Он дружелюбно взял Броцкого под руку и повел его к зеркалу, как бы показывая, что ничего не случилось. Идти вдруг почему-то сделалось трудно, как по намокшей глине. Голова слегка закружилась, мысль заработала несвязно, а говорить хотелось много, не умолкая: очень хотелось сказать о жене, как о его любовнице; хотелось еще раз сказать, что Броцкий – не прежний красавец, что и он слинял, что нет уже прежнего баритона, которым он так красиво когда-то исполнял глинкинские романсы. Нет прежних вечеров; не стоит уже в городе так много войска; умерли князья Касаткины, Енгалычевы, Перцовы; закрылись клубы, в которых когда-то проигрывали по 180 тысяч за ночь. Губернатор говорил не умолкая, а сам осторожно прислушивался к каждому стуку в дальних комнатах: вот-вот раздадутся шаги, и в залу, как весна, войдет Соня; но шаги раздавались только свиринские, и это радовало.

– Вот зеркало, – говорил губернатор, проводя рукой по стеклу, – оно вам знакомо. Вот здесь в углу есть надпись.
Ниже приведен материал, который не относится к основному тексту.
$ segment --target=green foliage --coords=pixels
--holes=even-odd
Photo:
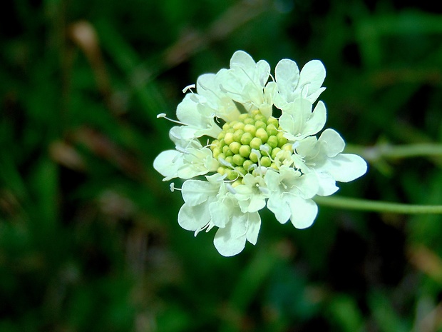
[[[440,216],[320,207],[299,231],[264,213],[257,246],[226,258],[178,225],[152,166],[173,148],[156,115],[237,49],[321,59],[327,126],[352,144],[440,143],[442,14],[370,4],[7,1],[0,331],[442,331]],[[373,160],[340,193],[441,204],[441,165]]]

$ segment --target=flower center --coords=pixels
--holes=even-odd
[[[277,170],[280,163],[275,163],[275,159],[278,153],[292,152],[292,144],[283,136],[278,120],[272,116],[266,118],[257,109],[225,124],[210,149],[214,158],[221,164],[217,172],[226,174],[230,180],[242,178],[247,173],[256,175],[260,167]],[[240,184],[240,178],[239,181],[237,184]]]

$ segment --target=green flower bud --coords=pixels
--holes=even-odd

И губернатор украдкой, испытующе взглянул на Броцкого и подумал:

– Писал не он…

Долго; сознавая, что это не особенно нужно, говорил он о смерти, о боге, о том, как его волнует это зеркало, видевшее и, быть может, запомнившее всю жизнь бывших здесь людей, ослепшее и вечно зрячее, говорил о полицмейстере, о Наугейме, о ночах, в которых не приходит сон.

В столовой их встретила Соня, поднялась – красивая, нарядившаяся, как невеста. Губернатор почувствовал, что на его лице заиграла жалкая, выдавленная улыбка, что губы дрожат и не могут выговорить обычных, стертых слов и, с огромным напряжением сделав поочередно указывающие жесты то в сторону Сони, то в сторону Броцкого, сказал:

– Моя дочь. А это, Соня, сват; приехал сватать тебя за далекого, прекрасного принца.

Броцкий неуклюже и неловко поклонился, взволнованный, тяжело дышащий. Губернатор, как старый насторожившийся зверь, следил за каждым его движением, но узнать не мог, догадывается ли Броцкий, кто – Соня.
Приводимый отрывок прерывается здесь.